このレビューはネタバレを含みます▼
史実に沿ってるだけあってか読後感がすーごーく重いので、この思いを消化させたくてレビューを書きます。世界史の知識は中学の社会科止まりなのですが、歴史物が好きなので読んでみました。無料で3巻まで読んで、続きが気になって大人買いして一気に読んでしまいました。暗い、、 ひたすら暗いです。暗いけど面白い。面白いけど暗い。努力は報われず、登り詰めたと思っても信じた人に裏切られ、邪魔な奴を蹴落とすためなら手段を選ばない、、。ちょっとでも隙を見せたり、誰かから邪魔だと思われたら、無実の罪で追放されて処刑されたり、妃が何度変わっても同じことの繰り返し。まあ実際に不義の罪があった妃もいたけれど。読んでいて救いが無い。でも面白いです。史実に基づいた複雑でややこしい話を、わかりやすくしてくれてます。やっぱりどこの国も同じようにドロドロの争いの時代があったんだなあと思いました。宗教観の違いが血で血を洗うような争いにまで繋がることについては、正直その感覚がよくわからないけど、今も昔も宗教と戦争は切り離せない、デリケートでシビアなものなんだなと実感しました。現代でも、そうですもんね。
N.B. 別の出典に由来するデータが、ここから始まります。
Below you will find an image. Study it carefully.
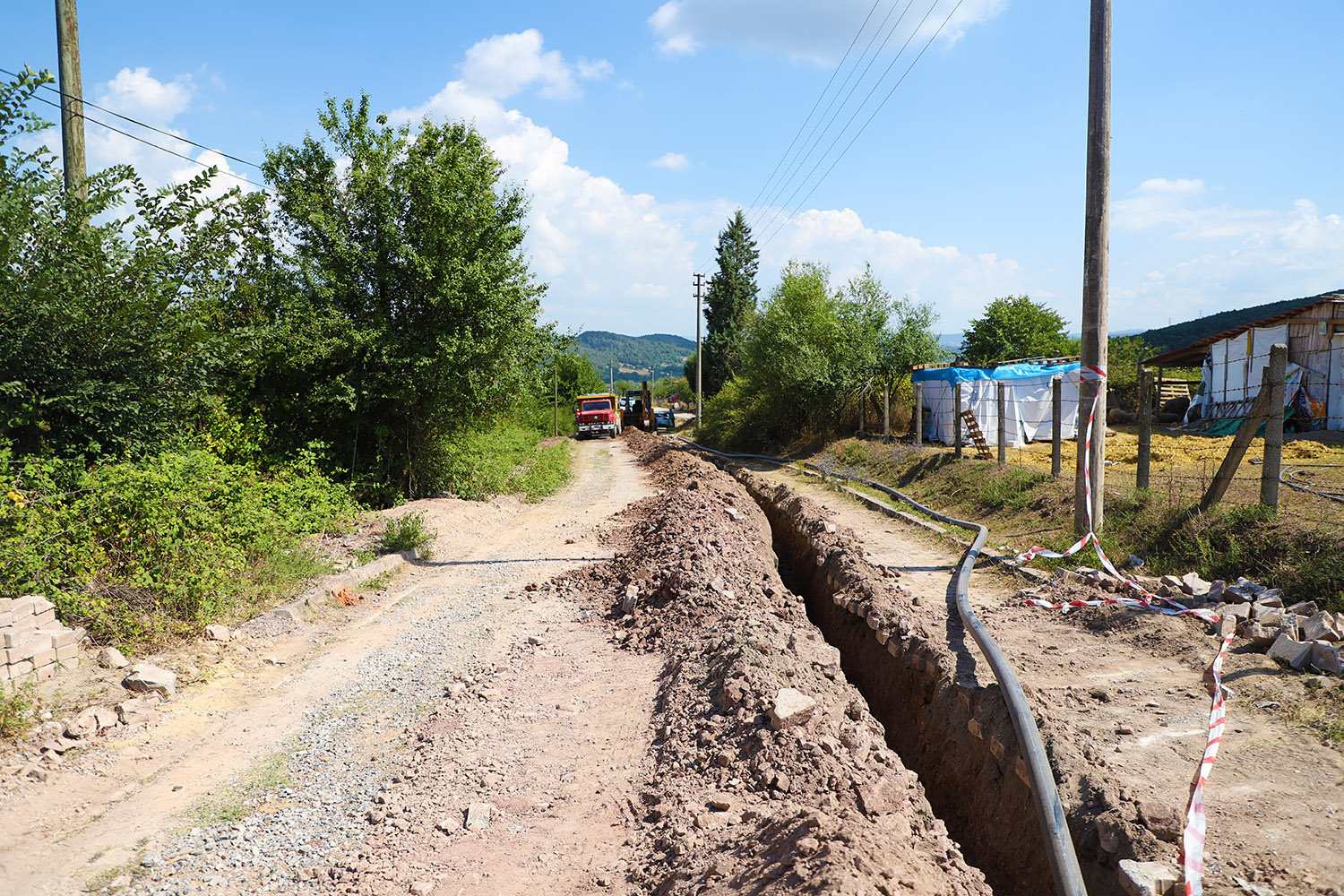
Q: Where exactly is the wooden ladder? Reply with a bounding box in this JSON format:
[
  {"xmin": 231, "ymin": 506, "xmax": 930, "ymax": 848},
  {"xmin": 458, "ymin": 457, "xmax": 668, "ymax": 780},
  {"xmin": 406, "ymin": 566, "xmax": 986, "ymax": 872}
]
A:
[{"xmin": 961, "ymin": 409, "xmax": 995, "ymax": 461}]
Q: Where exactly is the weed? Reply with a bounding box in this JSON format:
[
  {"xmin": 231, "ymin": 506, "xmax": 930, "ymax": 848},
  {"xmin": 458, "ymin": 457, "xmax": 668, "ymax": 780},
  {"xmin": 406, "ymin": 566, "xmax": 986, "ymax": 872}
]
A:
[
  {"xmin": 0, "ymin": 683, "xmax": 39, "ymax": 737},
  {"xmin": 378, "ymin": 511, "xmax": 438, "ymax": 559},
  {"xmin": 183, "ymin": 753, "xmax": 290, "ymax": 825}
]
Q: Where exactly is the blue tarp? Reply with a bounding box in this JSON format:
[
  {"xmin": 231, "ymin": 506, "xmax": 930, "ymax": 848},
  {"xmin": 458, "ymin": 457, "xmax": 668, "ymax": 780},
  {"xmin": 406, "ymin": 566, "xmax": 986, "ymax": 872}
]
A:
[{"xmin": 910, "ymin": 361, "xmax": 1082, "ymax": 383}]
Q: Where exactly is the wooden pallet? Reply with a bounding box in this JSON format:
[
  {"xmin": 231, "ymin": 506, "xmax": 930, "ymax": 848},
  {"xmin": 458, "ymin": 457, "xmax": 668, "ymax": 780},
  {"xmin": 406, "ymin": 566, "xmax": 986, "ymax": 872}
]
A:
[{"xmin": 961, "ymin": 411, "xmax": 995, "ymax": 461}]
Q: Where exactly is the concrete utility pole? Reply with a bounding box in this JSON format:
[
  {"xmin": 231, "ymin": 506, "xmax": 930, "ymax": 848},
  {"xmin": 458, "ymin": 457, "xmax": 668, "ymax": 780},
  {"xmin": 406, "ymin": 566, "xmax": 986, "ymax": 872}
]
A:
[
  {"xmin": 1074, "ymin": 0, "xmax": 1110, "ymax": 535},
  {"xmin": 56, "ymin": 0, "xmax": 89, "ymax": 199},
  {"xmin": 695, "ymin": 274, "xmax": 704, "ymax": 433}
]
ヘンリー8世とその周りの人達がヤバい人ばかりなので、エリザベスとセシルとセシルの家族だけはまともというか、誠実で強く優しく、信念が変わらないのが唯一この漫画の救いどころ。そしてエリザベスとセシルの絆が固いのがとても良い。これは変わらないでいて欲しい。エリザベスとセシルが断絶したら泣いてしまうよ、、笑。まあ史実を少し調べてみた限り、大丈夫だと思うけど。主人公補正でセシルが悪事に手を染める描写はないけど、実際のところはどうなんだろう。あと、ヘンリー8世をはじめとする気持ち悪いオジサンの絵がうますぎて気持ち悪くてトラウマになる笑(褒めています、、)
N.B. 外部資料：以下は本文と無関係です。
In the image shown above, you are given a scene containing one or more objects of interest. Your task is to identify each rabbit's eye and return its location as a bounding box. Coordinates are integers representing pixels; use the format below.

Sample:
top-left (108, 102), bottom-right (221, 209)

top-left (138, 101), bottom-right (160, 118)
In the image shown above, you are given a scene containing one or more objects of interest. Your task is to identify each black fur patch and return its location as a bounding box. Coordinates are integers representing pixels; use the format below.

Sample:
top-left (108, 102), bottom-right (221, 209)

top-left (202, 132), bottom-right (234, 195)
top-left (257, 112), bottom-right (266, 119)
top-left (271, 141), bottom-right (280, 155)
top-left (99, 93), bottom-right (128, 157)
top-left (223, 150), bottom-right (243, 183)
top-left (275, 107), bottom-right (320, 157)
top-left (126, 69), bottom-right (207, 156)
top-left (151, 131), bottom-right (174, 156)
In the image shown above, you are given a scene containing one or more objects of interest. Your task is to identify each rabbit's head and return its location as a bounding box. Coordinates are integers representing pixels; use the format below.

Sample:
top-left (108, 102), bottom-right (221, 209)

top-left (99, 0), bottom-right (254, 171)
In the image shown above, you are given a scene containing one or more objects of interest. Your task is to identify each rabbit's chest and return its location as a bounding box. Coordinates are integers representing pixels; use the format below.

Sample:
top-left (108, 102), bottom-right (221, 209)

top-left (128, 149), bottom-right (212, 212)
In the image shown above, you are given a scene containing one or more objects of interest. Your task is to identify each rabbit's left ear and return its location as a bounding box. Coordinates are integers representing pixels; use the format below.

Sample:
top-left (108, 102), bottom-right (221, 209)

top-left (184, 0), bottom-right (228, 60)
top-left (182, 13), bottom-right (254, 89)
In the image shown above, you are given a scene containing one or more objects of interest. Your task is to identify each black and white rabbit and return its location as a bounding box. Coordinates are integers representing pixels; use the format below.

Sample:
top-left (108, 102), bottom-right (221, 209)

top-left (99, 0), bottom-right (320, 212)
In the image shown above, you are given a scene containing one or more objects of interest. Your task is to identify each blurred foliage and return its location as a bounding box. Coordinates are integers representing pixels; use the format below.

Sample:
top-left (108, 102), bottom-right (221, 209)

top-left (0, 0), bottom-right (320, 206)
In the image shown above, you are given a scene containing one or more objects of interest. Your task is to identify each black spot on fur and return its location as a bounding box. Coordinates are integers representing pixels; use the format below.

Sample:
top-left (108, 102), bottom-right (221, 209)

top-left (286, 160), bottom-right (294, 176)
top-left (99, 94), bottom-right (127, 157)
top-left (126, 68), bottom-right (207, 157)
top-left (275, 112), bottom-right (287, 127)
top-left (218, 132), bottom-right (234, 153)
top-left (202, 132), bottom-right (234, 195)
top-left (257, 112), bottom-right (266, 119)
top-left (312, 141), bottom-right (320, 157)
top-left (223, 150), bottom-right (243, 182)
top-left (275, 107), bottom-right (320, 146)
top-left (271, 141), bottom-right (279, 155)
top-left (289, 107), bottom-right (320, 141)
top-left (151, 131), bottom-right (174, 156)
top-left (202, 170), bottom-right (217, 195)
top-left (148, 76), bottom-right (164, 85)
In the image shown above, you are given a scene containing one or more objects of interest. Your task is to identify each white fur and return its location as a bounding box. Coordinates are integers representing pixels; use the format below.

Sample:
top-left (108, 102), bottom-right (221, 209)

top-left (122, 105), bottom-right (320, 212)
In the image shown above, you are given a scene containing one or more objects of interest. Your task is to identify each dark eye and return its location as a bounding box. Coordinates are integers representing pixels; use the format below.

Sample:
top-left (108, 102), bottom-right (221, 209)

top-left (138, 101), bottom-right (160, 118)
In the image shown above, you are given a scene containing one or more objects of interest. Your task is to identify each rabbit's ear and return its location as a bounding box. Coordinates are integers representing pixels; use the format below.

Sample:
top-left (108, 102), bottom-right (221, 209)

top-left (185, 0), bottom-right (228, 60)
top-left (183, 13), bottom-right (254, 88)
暗いけど読んでよかった。政治が好きな人は楽しめそう。あらすじをちゃんと理解したいから、細かい字で書かれた政治的思惑や諸外国との力関係の説明も頑張って読んだけど、ドロドロした政治はあまり好きではないから正直頭が重くなった笑。でもエリザベスが女王になるのを楽しみに読もうと思います。イギリスに行ってみたくなりました。